Bob is an odd writer cursed with an unusual blend of wild imagination, poor penmanship, and nagging call to humor. Armed with the gift of written gab, Bob has entertained his little planet for years now with witty theatrics, clever word play and a substantial sense of immaturity.
The son of Bob and Bobbie, Bob, if anything, was blessed at birth by a crazily creative first name, the precursor to the rather robust imagination he would uncork while in the throes of spotty recollection.

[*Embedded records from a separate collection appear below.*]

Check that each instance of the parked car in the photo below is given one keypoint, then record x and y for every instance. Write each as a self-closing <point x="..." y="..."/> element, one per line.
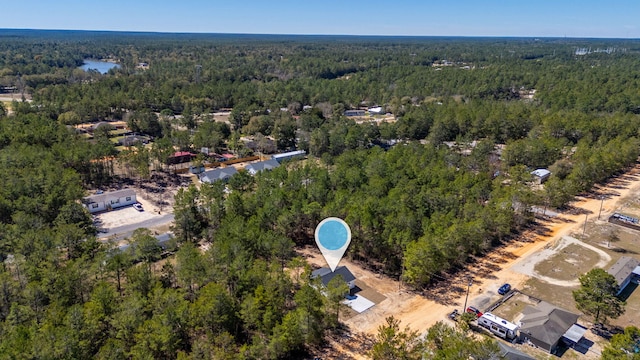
<point x="473" y="310"/>
<point x="505" y="288"/>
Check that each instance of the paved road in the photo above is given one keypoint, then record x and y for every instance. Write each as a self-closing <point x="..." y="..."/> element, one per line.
<point x="121" y="232"/>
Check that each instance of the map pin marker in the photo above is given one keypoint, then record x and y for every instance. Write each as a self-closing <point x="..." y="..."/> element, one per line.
<point x="333" y="236"/>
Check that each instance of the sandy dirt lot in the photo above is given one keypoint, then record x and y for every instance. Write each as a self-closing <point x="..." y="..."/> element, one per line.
<point x="420" y="311"/>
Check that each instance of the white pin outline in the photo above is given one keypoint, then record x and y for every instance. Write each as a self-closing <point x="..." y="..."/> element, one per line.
<point x="333" y="257"/>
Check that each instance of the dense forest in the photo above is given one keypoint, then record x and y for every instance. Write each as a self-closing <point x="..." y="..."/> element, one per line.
<point x="444" y="182"/>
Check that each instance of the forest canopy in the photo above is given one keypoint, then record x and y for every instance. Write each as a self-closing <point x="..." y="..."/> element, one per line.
<point x="444" y="181"/>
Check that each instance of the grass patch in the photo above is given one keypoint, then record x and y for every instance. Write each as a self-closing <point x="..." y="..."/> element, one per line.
<point x="569" y="263"/>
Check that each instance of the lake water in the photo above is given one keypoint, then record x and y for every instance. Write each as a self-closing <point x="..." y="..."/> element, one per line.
<point x="102" y="67"/>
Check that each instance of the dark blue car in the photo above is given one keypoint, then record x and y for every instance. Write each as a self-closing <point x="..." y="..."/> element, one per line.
<point x="504" y="289"/>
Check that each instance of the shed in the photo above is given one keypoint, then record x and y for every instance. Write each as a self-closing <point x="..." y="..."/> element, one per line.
<point x="545" y="325"/>
<point x="257" y="167"/>
<point x="221" y="174"/>
<point x="509" y="353"/>
<point x="375" y="110"/>
<point x="110" y="200"/>
<point x="180" y="157"/>
<point x="326" y="275"/>
<point x="541" y="175"/>
<point x="624" y="270"/>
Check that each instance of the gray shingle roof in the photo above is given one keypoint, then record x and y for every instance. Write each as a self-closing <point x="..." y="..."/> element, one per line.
<point x="326" y="275"/>
<point x="546" y="323"/>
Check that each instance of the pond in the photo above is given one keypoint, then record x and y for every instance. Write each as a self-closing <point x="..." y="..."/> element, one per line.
<point x="102" y="67"/>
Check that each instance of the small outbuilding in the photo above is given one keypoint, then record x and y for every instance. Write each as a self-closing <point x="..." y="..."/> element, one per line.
<point x="257" y="167"/>
<point x="110" y="200"/>
<point x="221" y="174"/>
<point x="625" y="270"/>
<point x="509" y="353"/>
<point x="540" y="175"/>
<point x="545" y="325"/>
<point x="326" y="275"/>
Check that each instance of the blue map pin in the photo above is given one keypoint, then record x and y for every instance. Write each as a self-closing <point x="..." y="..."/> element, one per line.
<point x="333" y="237"/>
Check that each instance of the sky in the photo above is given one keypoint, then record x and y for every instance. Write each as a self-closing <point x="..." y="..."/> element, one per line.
<point x="542" y="18"/>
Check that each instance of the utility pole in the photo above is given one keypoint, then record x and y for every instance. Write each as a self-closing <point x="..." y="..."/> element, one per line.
<point x="601" y="203"/>
<point x="467" y="297"/>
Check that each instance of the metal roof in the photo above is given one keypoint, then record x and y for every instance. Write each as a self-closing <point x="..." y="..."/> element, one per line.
<point x="541" y="172"/>
<point x="575" y="333"/>
<point x="262" y="165"/>
<point x="623" y="268"/>
<point x="110" y="195"/>
<point x="218" y="174"/>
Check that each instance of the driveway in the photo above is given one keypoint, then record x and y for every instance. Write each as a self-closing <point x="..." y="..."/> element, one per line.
<point x="121" y="223"/>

Bob, while most recently was up to his eyeballs in a book project with publisher, Storypeople Press, is now freed from that burden; a positive way of saying they went in a different direction. Bob continues to author Cranelegs Pond (the blog), after a two year hiatal hiatus. He also tweets at Cranelegs and HCaulfieldLives occasionally.
Prior to these current adventures in writing, Bob busied himself with writing two full length screenplays, a TV sitcom script, a collection of stories about growing up in the Sixties, sixty mediocre e-zine articles, a Christmas story novella that is still being tuned, and an assortment of dead blogs, his beloved Cranelegs Pond being the oldest, surviving sibling. His hobbies include: deer-spotting, vacuuming, sophomoric phone calls to Oprah's office, and acoustic guitar.
Bob lives in New Jersey as: 1) the humble servant to and constant suitor of Keaton*, 2) the in-over-his-jumbo-head, pseudo-step-dad to Alix*, and 3) personal chef/assistant to 14 year old blind/deaf Lab, Annabel. Not far from this little piece of rural paradise lives Bob's son, who thankfully keeps Bob up-to-date on every HBO series and Sit-Com worth watching, as well as faithful companion in the hell known as a NY Giants/Rangers fan.
[In the spirit of full disclosure, Bob does not normally talk about himself in the third person. He is not sure why he is doing it now to be honest, although he suspects it might have something to do with how Bob is addressed and conversed about at the dinner table and in general.]
* Not real names as requested by the people with the real names. Can you blame them?